Underlying this tragedy is the unmentioned toxicity of the politics of race.  About seventy percent of the population of New Orleans is black.  A substantial fraction of it is poor and uneducated.  The murder rate is one of the highest in the country, if not the highest.  Drug use is rampant, and AFDC has been the only legal support of successive generations of families headed by single mothers.  Corruption and ineptitude dominate the city’s administration.  Does that dismal portrait look familiar?  Of course it does.  It describes life in many American inner cities, the life of those most vulnerable to natural disasters and administration incompetence and corruption. Yet, for about forty years, a national effort to bring these seemingly forsaken fellow citizens into the mainstream of our society has failed, in spite of an ever-expanding system of laws backed up by a myriad of public or private programs especially created to make the dream of a Great Society a reality. 

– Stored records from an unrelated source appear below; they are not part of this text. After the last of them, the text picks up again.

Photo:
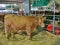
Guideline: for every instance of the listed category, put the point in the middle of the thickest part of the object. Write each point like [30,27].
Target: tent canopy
[39,3]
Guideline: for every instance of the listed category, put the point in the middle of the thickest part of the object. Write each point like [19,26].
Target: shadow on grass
[39,29]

Why such a failure?  For a large part, its cause rests with the crude but effective propaganda generously spread by self-appointed leaders and their cronies who draw political power and riches from the existence of a black underclass.  For decades, these parasites have charged that whites constantly conspire to keep blacks poor and powerless---if not worse---and that any individual effort to improve one’s lot is futile.  They have also claimed for their wretched constituency a moral entitlement to unlimited government support, which only they can wrest from the white establishment.  This rubbish has carefully cultivated a culture of paranoia, dependence, despair, rejection of traditional values, lawlessness, and self-segregation.  Far from trying to break the noxious myths, Democrat politicians have shamelessly exploited them in their election campaigns.

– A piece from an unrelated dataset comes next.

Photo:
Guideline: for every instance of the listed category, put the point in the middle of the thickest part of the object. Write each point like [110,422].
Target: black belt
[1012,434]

Levees can be fixed, and the Crescent City can be rebuilt---preferably on safer ground---but the misery of the inner cities will remain.  For all its ravages, the New Orleans disaster may have revealed to the doubters that America is good and just.  A black man, in recounting his rescue, said that he had changed his mind about white people, adding that they had been exceedingly solicitous and generous to him. 

Meanwhile, nasty as ever, the Washington Democrats have wasted no time to start accusing the president and his administration of negligence, if not malice, against all evidence.  Their shrill calls for an investigation may well backfire.  In the end, the accusatory finger will point at the state of Louisiana and its representatives in Congress.  Now, would it not be a noble gesture on the part of Congress to redirect the pork of the highway appropriations to the Katrina relief operations and the reconstruction of Biloxi, Mobile, New Orleans and other coastal towns?  Well, I will not hold my breath, because I doubt that these projects can compete on Capitol Hill with essentials like bicycle paths, parks, nature preserves, and such.